Bruno Meier, jusqu'ici directeur financier de Rolex, dirigera le groupe horloger dès janvier. Il présidera également le conseil d'administration. Il succède à Patrick Heiniger qui a donné sa démission mercredi dernier. Cette nomination met fin à un demi-siècle de règne de la famille Heiniger sur l'entreprise fondée par Hans Wildorf en 1908. Rolex compte 8000 salariés à Genève et à Bienne.
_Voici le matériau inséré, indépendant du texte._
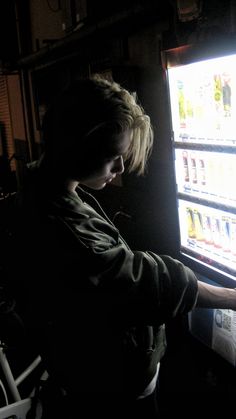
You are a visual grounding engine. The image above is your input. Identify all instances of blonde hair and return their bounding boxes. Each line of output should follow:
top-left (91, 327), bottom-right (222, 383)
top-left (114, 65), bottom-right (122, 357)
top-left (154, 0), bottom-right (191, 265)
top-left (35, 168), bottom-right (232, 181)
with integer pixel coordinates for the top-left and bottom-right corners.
top-left (91, 75), bottom-right (153, 174)
top-left (42, 75), bottom-right (153, 174)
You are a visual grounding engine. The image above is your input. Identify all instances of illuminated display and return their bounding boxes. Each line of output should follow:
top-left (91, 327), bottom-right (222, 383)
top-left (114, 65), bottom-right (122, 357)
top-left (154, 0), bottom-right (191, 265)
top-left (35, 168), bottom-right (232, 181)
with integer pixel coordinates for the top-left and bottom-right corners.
top-left (167, 50), bottom-right (236, 280)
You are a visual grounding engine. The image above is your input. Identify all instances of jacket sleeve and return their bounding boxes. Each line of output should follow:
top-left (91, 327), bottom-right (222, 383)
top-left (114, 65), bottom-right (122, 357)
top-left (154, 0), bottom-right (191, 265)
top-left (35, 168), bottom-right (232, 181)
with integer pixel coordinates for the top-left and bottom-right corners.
top-left (57, 210), bottom-right (198, 326)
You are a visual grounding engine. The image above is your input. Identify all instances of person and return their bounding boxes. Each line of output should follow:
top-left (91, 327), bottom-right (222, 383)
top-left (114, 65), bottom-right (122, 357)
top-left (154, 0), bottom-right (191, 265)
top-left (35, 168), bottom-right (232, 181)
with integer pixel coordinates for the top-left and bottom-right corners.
top-left (9, 76), bottom-right (236, 419)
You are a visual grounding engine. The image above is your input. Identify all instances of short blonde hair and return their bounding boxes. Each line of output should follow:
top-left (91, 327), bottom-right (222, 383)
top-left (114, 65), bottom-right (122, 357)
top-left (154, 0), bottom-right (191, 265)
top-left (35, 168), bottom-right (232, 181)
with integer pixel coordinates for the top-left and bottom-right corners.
top-left (91, 75), bottom-right (153, 174)
top-left (43, 75), bottom-right (153, 174)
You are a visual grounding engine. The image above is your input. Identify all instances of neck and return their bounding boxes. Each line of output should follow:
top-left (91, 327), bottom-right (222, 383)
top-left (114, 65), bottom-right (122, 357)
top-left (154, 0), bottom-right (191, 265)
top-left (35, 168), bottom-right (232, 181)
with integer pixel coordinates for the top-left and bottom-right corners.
top-left (40, 155), bottom-right (79, 192)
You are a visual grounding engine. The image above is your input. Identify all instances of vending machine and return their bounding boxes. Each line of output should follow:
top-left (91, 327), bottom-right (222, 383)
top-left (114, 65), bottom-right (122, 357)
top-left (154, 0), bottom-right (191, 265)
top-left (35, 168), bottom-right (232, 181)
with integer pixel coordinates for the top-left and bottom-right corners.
top-left (163, 41), bottom-right (236, 365)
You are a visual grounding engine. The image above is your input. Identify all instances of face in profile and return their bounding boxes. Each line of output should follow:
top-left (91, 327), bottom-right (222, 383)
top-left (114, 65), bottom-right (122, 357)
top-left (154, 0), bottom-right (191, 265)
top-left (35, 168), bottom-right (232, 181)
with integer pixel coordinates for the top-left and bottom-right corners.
top-left (69, 131), bottom-right (131, 190)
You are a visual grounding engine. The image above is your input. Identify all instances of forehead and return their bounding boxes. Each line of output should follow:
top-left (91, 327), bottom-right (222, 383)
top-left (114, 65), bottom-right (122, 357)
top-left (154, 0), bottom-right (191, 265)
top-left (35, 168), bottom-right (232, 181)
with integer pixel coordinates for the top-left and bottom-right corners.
top-left (87, 130), bottom-right (131, 157)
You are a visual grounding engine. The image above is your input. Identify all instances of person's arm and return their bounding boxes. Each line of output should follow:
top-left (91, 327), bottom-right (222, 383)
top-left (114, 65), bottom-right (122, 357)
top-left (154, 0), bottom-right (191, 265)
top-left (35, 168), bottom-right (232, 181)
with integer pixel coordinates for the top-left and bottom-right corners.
top-left (196, 281), bottom-right (236, 310)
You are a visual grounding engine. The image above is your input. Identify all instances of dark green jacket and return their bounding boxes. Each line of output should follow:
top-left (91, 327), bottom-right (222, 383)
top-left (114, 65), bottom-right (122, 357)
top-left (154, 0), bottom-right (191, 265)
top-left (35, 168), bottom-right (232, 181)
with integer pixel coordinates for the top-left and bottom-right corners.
top-left (12, 163), bottom-right (197, 397)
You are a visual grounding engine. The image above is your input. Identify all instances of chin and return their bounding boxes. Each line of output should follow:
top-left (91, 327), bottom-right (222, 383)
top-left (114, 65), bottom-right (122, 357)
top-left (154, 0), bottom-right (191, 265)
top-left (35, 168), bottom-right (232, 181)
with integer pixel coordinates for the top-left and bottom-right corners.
top-left (84, 183), bottom-right (107, 191)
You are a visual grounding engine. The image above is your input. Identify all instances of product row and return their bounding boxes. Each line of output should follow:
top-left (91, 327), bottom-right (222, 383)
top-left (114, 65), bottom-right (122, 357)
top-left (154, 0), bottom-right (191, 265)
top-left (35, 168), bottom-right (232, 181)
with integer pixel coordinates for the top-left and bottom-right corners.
top-left (175, 149), bottom-right (236, 206)
top-left (179, 200), bottom-right (236, 270)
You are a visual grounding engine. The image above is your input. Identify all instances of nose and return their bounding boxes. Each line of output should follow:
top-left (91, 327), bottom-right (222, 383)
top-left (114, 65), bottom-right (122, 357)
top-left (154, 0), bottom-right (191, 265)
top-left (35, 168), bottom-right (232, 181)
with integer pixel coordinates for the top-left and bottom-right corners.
top-left (112, 156), bottom-right (125, 175)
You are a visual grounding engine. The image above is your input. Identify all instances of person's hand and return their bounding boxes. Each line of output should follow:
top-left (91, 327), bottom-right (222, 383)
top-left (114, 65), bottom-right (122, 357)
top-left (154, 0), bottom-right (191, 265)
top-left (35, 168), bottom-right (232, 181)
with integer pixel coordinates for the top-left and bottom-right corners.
top-left (196, 281), bottom-right (236, 311)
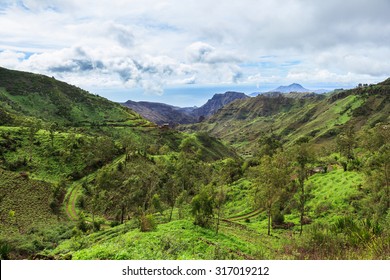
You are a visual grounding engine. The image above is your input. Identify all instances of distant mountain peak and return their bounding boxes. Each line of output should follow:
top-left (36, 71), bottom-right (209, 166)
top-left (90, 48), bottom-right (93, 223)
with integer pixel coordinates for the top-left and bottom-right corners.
top-left (271, 83), bottom-right (310, 93)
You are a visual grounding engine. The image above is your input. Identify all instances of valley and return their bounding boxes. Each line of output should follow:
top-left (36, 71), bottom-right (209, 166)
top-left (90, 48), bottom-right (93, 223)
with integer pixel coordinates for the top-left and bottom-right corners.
top-left (0, 68), bottom-right (390, 260)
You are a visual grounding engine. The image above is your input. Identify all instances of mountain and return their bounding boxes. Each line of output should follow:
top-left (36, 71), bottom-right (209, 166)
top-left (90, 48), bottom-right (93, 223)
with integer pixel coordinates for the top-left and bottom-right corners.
top-left (0, 67), bottom-right (151, 126)
top-left (183, 80), bottom-right (390, 154)
top-left (192, 91), bottom-right (249, 117)
top-left (121, 91), bottom-right (249, 125)
top-left (249, 83), bottom-right (330, 97)
top-left (271, 83), bottom-right (310, 93)
top-left (121, 100), bottom-right (196, 125)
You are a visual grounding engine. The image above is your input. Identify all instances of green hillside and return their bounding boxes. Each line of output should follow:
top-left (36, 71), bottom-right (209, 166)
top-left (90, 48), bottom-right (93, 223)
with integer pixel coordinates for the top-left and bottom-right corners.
top-left (183, 85), bottom-right (390, 154)
top-left (0, 66), bottom-right (390, 259)
top-left (0, 67), bottom-right (150, 126)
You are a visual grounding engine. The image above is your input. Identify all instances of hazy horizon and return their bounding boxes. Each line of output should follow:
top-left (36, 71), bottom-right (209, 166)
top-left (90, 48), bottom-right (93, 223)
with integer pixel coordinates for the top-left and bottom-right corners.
top-left (0, 0), bottom-right (390, 106)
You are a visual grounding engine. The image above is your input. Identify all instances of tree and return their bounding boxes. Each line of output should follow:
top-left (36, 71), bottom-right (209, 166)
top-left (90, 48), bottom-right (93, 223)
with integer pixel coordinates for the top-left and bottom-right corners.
top-left (191, 185), bottom-right (214, 227)
top-left (26, 120), bottom-right (42, 161)
top-left (256, 151), bottom-right (291, 235)
top-left (215, 185), bottom-right (226, 234)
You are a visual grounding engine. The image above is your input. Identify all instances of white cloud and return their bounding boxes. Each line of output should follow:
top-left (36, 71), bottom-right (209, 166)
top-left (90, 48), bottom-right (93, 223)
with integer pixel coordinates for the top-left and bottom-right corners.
top-left (0, 0), bottom-right (390, 98)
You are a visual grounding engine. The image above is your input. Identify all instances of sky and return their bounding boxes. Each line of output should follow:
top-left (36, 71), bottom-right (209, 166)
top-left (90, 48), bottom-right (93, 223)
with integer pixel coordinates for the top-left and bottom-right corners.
top-left (0, 0), bottom-right (390, 106)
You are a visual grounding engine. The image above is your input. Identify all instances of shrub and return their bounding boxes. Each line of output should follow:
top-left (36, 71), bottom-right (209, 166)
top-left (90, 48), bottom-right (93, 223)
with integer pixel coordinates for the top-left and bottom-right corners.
top-left (140, 214), bottom-right (156, 232)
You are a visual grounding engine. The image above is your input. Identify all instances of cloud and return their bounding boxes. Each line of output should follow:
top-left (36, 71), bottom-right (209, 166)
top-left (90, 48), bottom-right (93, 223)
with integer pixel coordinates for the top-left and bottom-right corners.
top-left (0, 0), bottom-right (390, 98)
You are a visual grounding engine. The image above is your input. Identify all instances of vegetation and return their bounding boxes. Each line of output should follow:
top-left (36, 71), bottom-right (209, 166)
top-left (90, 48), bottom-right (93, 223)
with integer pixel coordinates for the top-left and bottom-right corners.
top-left (0, 68), bottom-right (390, 259)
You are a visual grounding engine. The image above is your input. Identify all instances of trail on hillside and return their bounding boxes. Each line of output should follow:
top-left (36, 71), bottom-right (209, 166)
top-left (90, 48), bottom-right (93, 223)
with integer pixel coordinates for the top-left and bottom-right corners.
top-left (64, 155), bottom-right (125, 221)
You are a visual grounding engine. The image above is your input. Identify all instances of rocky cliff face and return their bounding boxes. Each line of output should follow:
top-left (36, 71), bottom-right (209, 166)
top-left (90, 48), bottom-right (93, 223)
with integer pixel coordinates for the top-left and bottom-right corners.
top-left (122, 100), bottom-right (196, 126)
top-left (192, 91), bottom-right (249, 118)
top-left (122, 91), bottom-right (249, 125)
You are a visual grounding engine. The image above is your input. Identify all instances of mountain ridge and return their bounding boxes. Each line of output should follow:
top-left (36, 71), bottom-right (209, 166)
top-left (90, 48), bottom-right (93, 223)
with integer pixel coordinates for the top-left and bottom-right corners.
top-left (120, 91), bottom-right (249, 126)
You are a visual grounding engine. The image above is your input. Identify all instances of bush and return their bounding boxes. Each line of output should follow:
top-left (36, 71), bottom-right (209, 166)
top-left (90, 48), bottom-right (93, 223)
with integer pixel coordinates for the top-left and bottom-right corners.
top-left (140, 214), bottom-right (157, 232)
top-left (272, 211), bottom-right (284, 225)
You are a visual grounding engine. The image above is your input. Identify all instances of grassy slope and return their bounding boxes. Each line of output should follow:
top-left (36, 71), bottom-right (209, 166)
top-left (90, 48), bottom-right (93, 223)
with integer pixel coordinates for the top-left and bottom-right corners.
top-left (0, 169), bottom-right (57, 233)
top-left (183, 85), bottom-right (390, 154)
top-left (0, 68), bottom-right (151, 126)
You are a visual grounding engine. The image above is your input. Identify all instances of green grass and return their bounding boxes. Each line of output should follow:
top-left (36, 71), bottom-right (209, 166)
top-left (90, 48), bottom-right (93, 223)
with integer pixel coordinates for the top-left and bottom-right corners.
top-left (52, 220), bottom-right (284, 260)
top-left (0, 169), bottom-right (58, 234)
top-left (307, 169), bottom-right (364, 223)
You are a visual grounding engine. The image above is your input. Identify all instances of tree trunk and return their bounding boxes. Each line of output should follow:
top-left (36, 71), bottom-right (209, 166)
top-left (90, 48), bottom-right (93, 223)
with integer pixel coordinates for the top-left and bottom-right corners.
top-left (268, 207), bottom-right (271, 235)
top-left (215, 207), bottom-right (221, 234)
top-left (169, 205), bottom-right (175, 221)
top-left (121, 206), bottom-right (125, 224)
Le nouveau patron prendra ses fonctions à un moment critique pour l'entreprise. La part de marché du groupe se rétrécit dans le sillage de la crise financière et économique qui touche tout le monde, y compris la clientèle pour les produits de luxe. Les dépenses de celle-ci pourraient baisser de 15% l'an prochain, selon une étude de Capgemini. Pour Rolex, le phénomène a déjà commencé: les ventes ont chuté en novembre, le mois le plus important pour le secteur, de 25% sur le marché américain. La chaîne de bijouterie Tourneau, l'un des plus grands revendeurs américains de la marque, a même noté une baisse de 40%. L'Asie, marché en expansion, n'est pas épargnée non plus. Le distributeur Xinyu Hengdeli a enregistré 30% de ventes en moins sur une année par rapport à 2007.
Trois milliards de francs
Dans un communiqué annonçant la nomination de Bruno Meier, le groupe tient toutefois à préciser que les revenus pour l'ensemble de 2008 battront un record. Ce qui fait poser des questions sur les raisons de départ de Patrick Heiniger. Il y a certes les perspectives 2009 qui ne sont pas roses. Mais la presse dominicale parle aussi d'une gestion inadéquate du groupe. Selon le NZZ am Sontagg, le groupe Rolex dispose d'une trésorerie de 10 milliards de francs. Investie dans des produits de placement, cette manne rapporte gros en temps normal, davantage que les activités horlogères pures. L'an 2008 étant une année de crise financière, le groupe aurait perdu un milliard de francs. Selon des rumeurs, aussitôt démenties par Rolex, le groupe aurait fait des pertes sur les placements faits auprès de l'escroc américain Bernard Madoff. Le chiffre d'affaires annuel du groupe est évalué à 3 milliards de francs. Mais la société familiale n'a jamais confirmé un quelconque chiffre. La marque Rolex est évaluée à 5 milliards de dollars par Interbrand, une agence spécialisée. L'entreprise a créé la mythique Oyster, la première montre résistante à l'eau, en 1926. Aujourd'hui, elle en a une gamme de 170 modèles. En 1970, le groupe maîtrise l'ensemble de la fabrication de ses montres pour éviter toute dépendance de fournisseurs. Contrairement à d'autres marques de luxe, Rolex n'a développé aucune autre ligne de produits pour profiter de la marque.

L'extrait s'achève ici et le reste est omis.